The Scene of the Crime
The firm (IC) sells ice cream year-round, much of which it produces locally. At a holiday party, the CEO chatted with the marketing person from a supply chain management firm (CMF) who was certain her firm could optimize the ice cream inventory. In early February, a recently APICS certified consultant visited the firm, briefly chatted with the CDO (chief of daily operations), and then worked directly with the senior inventory planner. The consultant asked for two years of demand data in monthly buckets for one of the most popular (high volume) flavors. Table 1 displays this data. Figure 1 is a graph of this data.
The consultant calculated the average, standard deviation, and coefficient of variation (COV) of the demand history. With a COV value of 103%, she declared the demand is highly variable which will require substantial safety stock to protect against lost sales due to lack of ice cream. The consultant used the standard formula that she proudly stated was from the APICs text.
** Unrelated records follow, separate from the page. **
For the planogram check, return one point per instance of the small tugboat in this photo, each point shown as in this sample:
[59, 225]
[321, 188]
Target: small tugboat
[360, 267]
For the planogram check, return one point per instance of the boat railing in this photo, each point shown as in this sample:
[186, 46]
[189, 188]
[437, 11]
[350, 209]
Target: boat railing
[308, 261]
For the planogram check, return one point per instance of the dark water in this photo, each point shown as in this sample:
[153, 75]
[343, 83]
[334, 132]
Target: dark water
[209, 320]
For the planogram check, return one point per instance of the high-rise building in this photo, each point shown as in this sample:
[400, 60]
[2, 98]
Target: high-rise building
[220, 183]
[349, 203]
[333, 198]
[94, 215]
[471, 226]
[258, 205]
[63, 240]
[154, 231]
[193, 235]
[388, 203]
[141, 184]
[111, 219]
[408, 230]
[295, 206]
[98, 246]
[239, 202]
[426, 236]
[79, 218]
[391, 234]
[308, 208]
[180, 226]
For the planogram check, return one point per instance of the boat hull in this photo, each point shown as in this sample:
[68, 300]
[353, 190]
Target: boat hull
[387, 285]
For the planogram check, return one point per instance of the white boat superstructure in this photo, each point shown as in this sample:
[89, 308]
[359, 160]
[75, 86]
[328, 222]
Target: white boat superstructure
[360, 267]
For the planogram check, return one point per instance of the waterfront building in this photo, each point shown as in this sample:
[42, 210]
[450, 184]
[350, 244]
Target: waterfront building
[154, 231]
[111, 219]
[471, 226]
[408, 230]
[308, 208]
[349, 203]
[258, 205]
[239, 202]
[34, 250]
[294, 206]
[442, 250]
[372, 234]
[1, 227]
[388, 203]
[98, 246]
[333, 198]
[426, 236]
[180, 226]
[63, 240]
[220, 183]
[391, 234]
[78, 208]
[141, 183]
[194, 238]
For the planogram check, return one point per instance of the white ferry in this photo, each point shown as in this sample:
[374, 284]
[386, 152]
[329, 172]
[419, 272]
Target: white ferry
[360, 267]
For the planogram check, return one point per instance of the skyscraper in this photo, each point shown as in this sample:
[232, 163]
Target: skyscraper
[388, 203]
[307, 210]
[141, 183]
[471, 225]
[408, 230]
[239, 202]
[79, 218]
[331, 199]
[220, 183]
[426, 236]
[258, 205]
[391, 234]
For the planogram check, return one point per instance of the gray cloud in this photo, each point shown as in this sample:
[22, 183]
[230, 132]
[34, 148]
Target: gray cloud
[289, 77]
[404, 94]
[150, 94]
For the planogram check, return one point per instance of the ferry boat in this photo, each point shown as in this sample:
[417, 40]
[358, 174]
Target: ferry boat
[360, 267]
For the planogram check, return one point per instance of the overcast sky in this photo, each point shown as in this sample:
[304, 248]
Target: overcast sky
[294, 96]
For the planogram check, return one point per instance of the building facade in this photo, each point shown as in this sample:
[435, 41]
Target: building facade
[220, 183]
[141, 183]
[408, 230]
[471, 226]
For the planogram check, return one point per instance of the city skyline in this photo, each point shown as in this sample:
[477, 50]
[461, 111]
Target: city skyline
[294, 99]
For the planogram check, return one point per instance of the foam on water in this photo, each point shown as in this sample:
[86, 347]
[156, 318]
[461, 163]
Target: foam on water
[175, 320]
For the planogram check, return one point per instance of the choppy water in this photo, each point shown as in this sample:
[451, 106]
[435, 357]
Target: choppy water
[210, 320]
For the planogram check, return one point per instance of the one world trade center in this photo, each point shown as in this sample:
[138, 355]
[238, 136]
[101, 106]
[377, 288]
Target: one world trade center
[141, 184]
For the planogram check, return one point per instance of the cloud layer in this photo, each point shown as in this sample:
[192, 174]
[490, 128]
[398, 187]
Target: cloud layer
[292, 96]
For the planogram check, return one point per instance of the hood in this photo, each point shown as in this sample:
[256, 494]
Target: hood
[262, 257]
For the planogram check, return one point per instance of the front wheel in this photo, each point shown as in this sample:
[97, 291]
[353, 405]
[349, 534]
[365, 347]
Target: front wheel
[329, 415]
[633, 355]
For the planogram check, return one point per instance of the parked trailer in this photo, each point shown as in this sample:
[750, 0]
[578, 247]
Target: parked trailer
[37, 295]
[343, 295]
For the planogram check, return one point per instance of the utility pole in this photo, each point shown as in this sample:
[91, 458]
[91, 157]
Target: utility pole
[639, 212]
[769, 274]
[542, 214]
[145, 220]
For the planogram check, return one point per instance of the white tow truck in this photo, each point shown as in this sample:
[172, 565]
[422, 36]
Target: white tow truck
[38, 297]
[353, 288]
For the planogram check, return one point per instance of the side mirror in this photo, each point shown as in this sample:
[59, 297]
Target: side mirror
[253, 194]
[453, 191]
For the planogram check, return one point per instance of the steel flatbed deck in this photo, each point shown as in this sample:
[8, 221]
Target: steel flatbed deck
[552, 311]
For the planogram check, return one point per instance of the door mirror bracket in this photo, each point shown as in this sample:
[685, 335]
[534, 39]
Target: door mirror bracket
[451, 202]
The planner was puzzled by two items:
- The new upper bounds were going to require more production then are currently available.
- The new upper bounds to protect against a shortage were much higher than the one they had been using with some success, shown in table 2.
The consultant with the inventory planner brought the results back to the CDO with the questions not really resolved. The CDO knew the CEO was anxious to bring best in class SCM expertise and software to bear on their operations – and be able to go the next holiday party and tell folks how machine learning had improved operational efficiencies. To do this a contract needed to be in place by early March.
What to do?
The CDO suggested the planner visit the local business school and asked to chat with a professor with some applied experience and a disciple of Gene Woolsey. The professor met with the planner and then referred him to an “aging wing tip warrior” (AWTW) who could often be found at the playground with his grandchildren. He found the person and posed the question. They met two days later in secret. The planner showed the AWTW the numbers they used to bound risk (table 2). AWTW then asked how they arrived at these numbers – something the planner did not expect. The planner explained they looked at demand across the same month for the last six years (Table 3), found the maximum for each month across years, used a multiplier of 1.03, and then made some manual adjustments based on their feel for uncertainty and where the month was within the pretty consistent yearly pattern referred to as two scoops. AWTW asked for examples of the adjustments. The planner provided two.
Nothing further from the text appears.